Cuída tu piel, solo tienes una! 2. Hidratación

Puedes ver la primera parte de esta entrada aquí: Limpieza 

Continuamos por otro paso muy importante después de haber limpiado bien la piel, es el momento de equilibrar e hidratar la piel




Al igual que con la limpieza antes de comprar cualquier producto hidratante tenemos que tener en cuenta nuestro tipo de piel, edad, y si tenemos algún problema más como manchas, acné, piel sensible o deshidratada, recordar que las pieles secas (falta de lípidos) y grasas ( exceso de lípidos) también pueden ser reactivas o sensibles y estar deshidratadas (falta de agua). Por lo que tendremos que adaptar el tratamiento teniendo en cuenta todas esas causas y buscar ingredientes apropiados. 

El cometido de las cremas hidratantes es devolver a la piel el agua perdida, además de vitaminas y minerales, también retienen el agua. Durante el día tenemos que buscar cremas que hidraten, protejan la piel de agentes externos y además que la protejan de los rayos UVA. Por la noche se suelen usar cremas más nutritivas y que ayuden a la piel en su proceso de regeneración, durante las horas de sueño la piel descansa y repara los daños causados durante el día. 

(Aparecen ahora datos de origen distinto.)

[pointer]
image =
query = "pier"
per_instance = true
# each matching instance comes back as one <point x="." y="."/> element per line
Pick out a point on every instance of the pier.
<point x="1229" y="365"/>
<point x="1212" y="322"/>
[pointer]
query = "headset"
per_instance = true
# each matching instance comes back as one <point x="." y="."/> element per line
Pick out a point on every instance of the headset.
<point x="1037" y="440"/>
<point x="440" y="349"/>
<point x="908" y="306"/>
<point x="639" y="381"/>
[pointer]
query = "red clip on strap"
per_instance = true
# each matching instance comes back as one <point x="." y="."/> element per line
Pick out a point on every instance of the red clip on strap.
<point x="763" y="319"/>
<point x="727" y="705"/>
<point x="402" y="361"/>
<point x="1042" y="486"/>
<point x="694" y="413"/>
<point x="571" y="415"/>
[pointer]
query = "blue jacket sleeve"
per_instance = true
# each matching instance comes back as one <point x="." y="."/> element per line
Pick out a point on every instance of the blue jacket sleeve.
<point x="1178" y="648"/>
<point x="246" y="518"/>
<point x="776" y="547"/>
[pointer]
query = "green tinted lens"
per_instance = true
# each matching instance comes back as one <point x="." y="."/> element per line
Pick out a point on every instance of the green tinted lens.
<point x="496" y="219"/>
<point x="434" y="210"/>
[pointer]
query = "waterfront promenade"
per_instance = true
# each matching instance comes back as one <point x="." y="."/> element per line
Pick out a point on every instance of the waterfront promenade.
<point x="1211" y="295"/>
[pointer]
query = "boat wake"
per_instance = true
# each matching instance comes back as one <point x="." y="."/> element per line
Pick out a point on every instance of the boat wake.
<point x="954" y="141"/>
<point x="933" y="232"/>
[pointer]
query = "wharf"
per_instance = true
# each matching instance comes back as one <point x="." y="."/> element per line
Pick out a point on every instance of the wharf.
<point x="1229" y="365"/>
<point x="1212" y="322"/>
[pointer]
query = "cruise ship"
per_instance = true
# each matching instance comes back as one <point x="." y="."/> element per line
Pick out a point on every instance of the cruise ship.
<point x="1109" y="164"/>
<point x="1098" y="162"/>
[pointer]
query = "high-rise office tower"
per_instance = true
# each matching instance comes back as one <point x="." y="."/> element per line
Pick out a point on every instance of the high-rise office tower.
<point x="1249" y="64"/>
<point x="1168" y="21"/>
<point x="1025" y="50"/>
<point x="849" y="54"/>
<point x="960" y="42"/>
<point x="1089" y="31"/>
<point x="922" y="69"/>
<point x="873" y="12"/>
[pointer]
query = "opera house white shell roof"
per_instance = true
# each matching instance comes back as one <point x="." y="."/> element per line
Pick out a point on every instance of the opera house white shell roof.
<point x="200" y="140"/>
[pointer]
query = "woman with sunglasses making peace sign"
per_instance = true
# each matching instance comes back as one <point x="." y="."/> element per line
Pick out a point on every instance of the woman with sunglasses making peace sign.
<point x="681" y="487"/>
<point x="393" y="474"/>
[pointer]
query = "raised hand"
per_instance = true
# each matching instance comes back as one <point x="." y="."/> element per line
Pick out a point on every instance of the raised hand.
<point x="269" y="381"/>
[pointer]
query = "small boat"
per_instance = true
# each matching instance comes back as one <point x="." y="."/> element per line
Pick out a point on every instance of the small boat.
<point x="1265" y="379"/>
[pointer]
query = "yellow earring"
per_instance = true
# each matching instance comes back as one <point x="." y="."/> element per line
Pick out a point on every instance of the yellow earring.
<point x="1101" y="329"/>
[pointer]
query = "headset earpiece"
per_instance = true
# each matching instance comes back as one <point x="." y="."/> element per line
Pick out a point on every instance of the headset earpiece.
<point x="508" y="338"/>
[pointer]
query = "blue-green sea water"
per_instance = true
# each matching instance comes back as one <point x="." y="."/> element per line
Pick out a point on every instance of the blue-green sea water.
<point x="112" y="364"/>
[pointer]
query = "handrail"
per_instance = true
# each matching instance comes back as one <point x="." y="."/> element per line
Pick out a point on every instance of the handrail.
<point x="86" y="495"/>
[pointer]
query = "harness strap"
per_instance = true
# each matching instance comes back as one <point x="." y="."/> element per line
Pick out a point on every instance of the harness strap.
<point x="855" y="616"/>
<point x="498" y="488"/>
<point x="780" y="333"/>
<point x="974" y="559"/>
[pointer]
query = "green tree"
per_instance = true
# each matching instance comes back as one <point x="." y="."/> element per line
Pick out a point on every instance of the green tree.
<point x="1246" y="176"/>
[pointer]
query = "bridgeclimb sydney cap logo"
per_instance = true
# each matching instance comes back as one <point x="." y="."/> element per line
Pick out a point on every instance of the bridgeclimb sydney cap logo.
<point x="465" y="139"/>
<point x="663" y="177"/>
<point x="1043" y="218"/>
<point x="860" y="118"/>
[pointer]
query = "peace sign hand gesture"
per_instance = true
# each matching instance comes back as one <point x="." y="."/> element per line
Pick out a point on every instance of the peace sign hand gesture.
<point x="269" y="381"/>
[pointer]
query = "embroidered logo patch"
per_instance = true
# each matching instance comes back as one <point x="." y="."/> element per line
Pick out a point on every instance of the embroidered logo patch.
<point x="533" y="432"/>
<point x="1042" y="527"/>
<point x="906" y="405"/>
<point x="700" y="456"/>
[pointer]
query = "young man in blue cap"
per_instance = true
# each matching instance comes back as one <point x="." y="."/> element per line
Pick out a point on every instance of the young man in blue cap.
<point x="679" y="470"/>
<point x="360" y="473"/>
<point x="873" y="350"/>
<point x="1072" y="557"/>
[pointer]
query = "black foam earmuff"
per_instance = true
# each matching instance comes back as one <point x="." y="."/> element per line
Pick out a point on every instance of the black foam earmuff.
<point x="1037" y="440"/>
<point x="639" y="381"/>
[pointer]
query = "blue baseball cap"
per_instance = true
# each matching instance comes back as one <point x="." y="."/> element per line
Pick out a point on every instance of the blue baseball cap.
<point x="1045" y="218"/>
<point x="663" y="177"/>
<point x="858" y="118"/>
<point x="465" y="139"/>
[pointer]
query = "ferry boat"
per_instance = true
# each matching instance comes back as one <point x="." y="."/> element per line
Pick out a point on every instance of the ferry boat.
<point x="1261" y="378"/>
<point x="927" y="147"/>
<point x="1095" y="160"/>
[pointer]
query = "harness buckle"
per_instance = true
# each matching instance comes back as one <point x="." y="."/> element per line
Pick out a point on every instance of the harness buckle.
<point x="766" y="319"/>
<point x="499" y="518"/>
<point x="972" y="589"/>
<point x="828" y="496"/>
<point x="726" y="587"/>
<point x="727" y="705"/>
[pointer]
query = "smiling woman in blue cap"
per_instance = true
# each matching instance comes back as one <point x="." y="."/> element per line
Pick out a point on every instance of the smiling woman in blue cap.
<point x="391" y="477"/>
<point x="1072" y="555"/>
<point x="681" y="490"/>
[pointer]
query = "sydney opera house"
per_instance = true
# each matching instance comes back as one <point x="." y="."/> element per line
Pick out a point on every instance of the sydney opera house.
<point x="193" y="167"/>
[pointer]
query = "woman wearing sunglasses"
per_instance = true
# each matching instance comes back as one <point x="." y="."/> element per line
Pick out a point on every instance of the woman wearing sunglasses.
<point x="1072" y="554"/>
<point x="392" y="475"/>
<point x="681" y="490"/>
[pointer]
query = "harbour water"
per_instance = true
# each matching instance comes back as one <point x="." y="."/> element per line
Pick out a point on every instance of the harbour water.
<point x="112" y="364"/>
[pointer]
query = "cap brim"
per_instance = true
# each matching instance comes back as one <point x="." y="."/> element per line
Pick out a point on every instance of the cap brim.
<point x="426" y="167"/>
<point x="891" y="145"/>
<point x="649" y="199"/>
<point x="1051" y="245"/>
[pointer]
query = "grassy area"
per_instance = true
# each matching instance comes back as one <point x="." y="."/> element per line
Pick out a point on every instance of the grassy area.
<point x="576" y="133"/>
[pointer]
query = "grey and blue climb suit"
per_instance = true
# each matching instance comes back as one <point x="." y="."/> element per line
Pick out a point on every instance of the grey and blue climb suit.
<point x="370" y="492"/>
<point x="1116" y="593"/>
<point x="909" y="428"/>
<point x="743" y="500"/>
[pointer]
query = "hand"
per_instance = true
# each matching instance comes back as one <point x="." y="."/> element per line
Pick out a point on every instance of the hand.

Si tenemos una piel mixta o grasa además de hidratarla necesitamos ingredientes que equilibren las glándulas sebáceas para que no produzcan tanto sebo y brillos. Como decía antes también pueden estar deshidratadas, así que es importante usar hidratantes sin aceites que aporten agua. Al igual que con la limpieza evitar el alcohol, por el efecto rebote que este crea en este tipo de piel. 

Para una piel seca es igual de importante la hidratación y la protección además de usar cremas más nutritivas por la noche y con activos antiarrugas, ya que en esta piel tienden a marcarse más estas lineas. 

Otro factor a tener en cuenta a la hora de elegir el tratamiento hidratante es la estación del año en la que nos encontramos o el clima, para climas más fríos o durante el otoño-invierno las cremas pueden ser más untuosas, hidratante y nutritivas, ya que tienen que hacer frente a factores como el viento, el frío o cambios bruscos de temperatura por culpa de la calefacción, la piel suele secarse más de lo habitual, se corta y enrojece, además de quedar más sensibilizada. 

En verano o climas más cálidos y húmedos se debe controlar más la producción de sebo de las glándulas sebáceas, pero sin usar productos demasiado agresivos ya que en lugar de ayudarnos puede crear un efecto rebote o romper la capa de protección de la piel y quedar ésta sensible,  y deshidratada. En esta época es muy agradable usar texturas gel o lociones muy ligeras y frescas que se absorben rápido. 

Además es aún más importante proteger la piel del sol con un factor superior, tanto si estamos en la playa como en la ciudad. 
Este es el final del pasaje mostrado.